つけ麺って食べ進めるうちにスープが急速に冷めていくじゃないですか。だからあまり好きじゃなくって、そんなに食べないんだけど、昨年食べたつけ麺のメモです↓
-麺屋中川會住吉店 つけ麺並盛り (780 JPY) memo-
-RATING- ★★★★☆
-REVIEW-
並盛りで麺200 g。麺は冷たく、太くモチモチの浅草開化楼製極太麺。十数分の茹で時間を要する。麺自体が美味しい穀物の旨さがする。
スープは魚介系と獣系の香味(豚ガラ、鶏ガラ、宗田節、かつお節、昆布、野菜、フルーツを20時間以上煮込んでつくる)。粘度が高くトロトロで濃厚も、くどさは感じない。
麺とスープのマッチングは良好。
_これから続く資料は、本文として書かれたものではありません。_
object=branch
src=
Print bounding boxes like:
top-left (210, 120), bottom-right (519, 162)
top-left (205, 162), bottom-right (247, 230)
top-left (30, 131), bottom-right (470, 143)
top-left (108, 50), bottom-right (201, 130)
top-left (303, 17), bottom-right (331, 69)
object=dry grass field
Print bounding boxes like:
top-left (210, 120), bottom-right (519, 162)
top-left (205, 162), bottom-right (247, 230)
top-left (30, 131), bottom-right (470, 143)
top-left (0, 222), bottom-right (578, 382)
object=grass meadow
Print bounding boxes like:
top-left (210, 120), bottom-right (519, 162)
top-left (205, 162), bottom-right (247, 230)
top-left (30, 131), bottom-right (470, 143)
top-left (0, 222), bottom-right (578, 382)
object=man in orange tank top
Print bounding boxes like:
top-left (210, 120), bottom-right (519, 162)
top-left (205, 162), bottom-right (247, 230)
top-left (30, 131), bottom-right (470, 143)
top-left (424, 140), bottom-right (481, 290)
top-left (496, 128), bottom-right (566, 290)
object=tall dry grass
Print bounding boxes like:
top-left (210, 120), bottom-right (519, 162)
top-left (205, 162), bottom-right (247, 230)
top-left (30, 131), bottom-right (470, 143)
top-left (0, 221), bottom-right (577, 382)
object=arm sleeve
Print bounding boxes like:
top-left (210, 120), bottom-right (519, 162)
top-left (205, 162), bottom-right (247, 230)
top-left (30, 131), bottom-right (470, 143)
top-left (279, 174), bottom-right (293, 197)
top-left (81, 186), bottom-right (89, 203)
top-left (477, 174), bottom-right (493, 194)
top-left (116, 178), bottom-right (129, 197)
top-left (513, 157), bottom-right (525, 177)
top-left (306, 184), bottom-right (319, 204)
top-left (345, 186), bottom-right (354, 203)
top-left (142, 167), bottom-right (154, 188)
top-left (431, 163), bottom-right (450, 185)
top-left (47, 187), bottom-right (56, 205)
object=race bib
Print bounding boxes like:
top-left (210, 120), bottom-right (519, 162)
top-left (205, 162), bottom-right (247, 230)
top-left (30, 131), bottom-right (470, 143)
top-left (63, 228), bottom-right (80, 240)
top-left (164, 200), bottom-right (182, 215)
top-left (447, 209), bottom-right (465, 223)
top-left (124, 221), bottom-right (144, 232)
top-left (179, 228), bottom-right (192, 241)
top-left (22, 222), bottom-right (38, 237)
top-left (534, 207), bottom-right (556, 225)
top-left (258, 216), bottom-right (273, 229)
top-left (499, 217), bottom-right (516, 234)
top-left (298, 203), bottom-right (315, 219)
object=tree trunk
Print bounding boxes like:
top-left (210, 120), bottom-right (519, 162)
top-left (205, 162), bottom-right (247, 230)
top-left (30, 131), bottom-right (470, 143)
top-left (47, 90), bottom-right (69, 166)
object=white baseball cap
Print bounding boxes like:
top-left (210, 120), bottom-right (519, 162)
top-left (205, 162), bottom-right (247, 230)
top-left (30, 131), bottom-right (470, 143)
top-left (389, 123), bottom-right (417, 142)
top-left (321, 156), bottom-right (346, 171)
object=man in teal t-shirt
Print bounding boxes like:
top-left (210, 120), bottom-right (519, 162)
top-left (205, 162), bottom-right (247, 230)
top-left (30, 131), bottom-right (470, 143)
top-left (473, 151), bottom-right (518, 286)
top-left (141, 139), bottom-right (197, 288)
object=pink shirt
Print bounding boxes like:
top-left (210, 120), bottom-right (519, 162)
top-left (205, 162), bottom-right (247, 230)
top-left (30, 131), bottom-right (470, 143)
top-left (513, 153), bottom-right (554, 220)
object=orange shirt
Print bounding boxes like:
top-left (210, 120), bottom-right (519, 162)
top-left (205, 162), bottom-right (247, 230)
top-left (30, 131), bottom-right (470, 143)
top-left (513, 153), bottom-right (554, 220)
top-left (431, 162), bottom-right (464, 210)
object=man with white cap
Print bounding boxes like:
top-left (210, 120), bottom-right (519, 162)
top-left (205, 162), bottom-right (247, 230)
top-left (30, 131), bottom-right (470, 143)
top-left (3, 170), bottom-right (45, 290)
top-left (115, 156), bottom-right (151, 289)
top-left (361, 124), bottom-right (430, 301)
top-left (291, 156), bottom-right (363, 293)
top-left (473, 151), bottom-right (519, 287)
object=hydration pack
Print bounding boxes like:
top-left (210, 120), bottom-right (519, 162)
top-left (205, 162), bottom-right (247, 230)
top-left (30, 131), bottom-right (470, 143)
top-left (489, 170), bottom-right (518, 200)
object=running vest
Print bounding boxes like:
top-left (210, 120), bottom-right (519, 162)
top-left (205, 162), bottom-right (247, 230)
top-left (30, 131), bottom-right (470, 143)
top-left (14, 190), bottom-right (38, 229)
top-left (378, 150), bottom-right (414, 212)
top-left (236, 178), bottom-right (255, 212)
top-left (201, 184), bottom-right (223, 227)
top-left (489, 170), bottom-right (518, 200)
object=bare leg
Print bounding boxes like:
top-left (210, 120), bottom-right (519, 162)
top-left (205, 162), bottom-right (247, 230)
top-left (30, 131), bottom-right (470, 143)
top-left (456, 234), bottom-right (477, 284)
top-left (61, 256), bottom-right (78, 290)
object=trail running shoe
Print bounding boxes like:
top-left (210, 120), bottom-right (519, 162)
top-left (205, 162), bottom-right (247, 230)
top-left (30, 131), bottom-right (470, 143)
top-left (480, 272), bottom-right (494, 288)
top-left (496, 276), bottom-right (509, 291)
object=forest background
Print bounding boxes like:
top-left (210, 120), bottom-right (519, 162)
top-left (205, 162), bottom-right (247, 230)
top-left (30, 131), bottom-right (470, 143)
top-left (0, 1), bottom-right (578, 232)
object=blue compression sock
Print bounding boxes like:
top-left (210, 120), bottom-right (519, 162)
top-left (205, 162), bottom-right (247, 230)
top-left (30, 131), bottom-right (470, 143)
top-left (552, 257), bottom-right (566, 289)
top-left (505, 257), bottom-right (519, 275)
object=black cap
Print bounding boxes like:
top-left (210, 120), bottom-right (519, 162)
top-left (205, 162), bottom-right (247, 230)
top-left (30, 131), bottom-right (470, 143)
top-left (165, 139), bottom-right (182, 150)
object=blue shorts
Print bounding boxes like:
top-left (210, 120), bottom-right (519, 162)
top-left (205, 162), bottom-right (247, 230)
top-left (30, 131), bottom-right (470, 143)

具は焼豚、メンマ、あと何かの野菜で普通に美味しい感じ。麺のボリュームによりスープの温度は急速に低下するが、麺の冷たさは氷水で締めた冷たさではなく、スープの温度低下による不快感はあまり無い。
閑話休題
「年収は「住むところ」で決まる 雇用とイノベーションの都市経済学
」のメモの続きです。
今年の上半期はピケティが流行ったかと思いますが、8年くらい前はリチャード•フロリダ教授の「クリエイティブ・クラスの世紀」が流行ったと記憶しています(原題は「The Rise of the Creative Class」で、アメリカでは2002年に上梓されている)。で、このフロリダ教授の研究成果を受けてだと思うんですが、10年程前、アメリカでは町の住み心地をよくすることで都市の経済を活気づけようとする政策が多くの都市で実践されたことがあったそうです。
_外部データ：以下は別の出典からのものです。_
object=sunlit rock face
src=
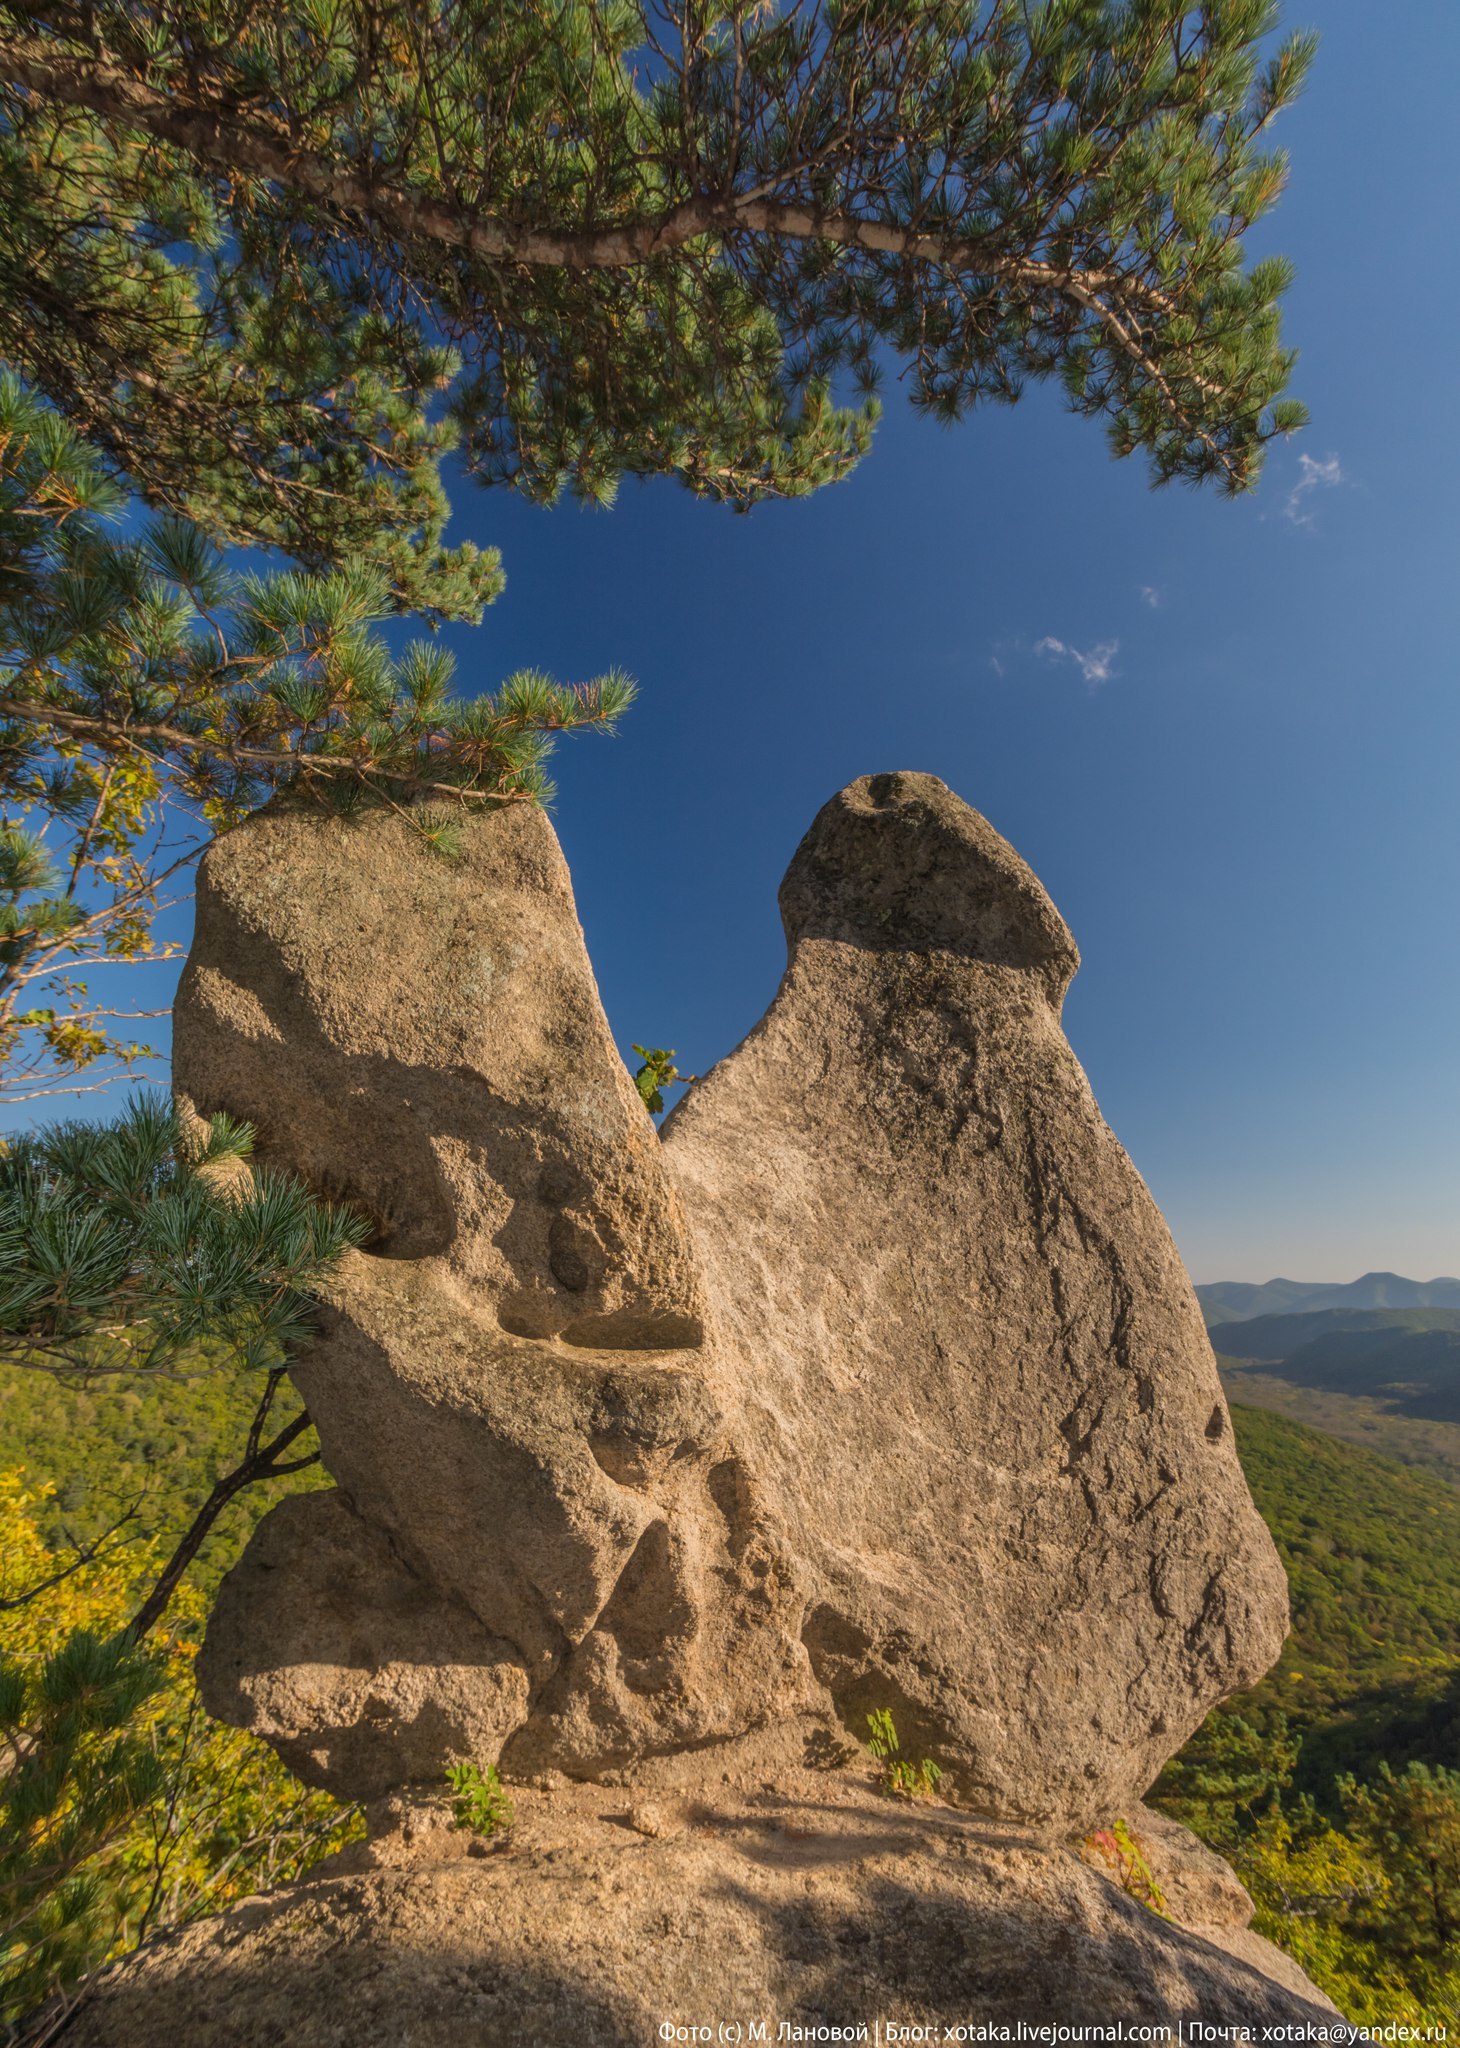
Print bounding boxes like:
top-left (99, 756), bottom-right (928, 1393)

フロリダ教授はその著作の中で、今後"クリエイティブ・クラス"という平たく言えば知識労働者の台頭が顕著になると述べています。"クリエイティブ・クラス"はハイテク産業に代表されるクリエイティブ産業を牽引する人材です。そして、クリエイティブ産業はその周辺地域に大きな富をもたらし地域経済を活性化させるので、クリエイティブ・クラスを惹付ける都市を構築して、経済を発展させてウハウハしようという訳です。
フロリダ教授の主張を超簡単に相当荒っぽく要約すると、
a) これからの労働者はクリエイティブ・クラスとマックジョブに二分される(学者先生はマックジョブなんていう下品な言葉は使わないですが)。
b) クリエイティブクラスを引きつける都市でクリエイティブ産業が集積する(Google, Apple, Microsoft, etc.)。その結果、地元経済がウハウハ。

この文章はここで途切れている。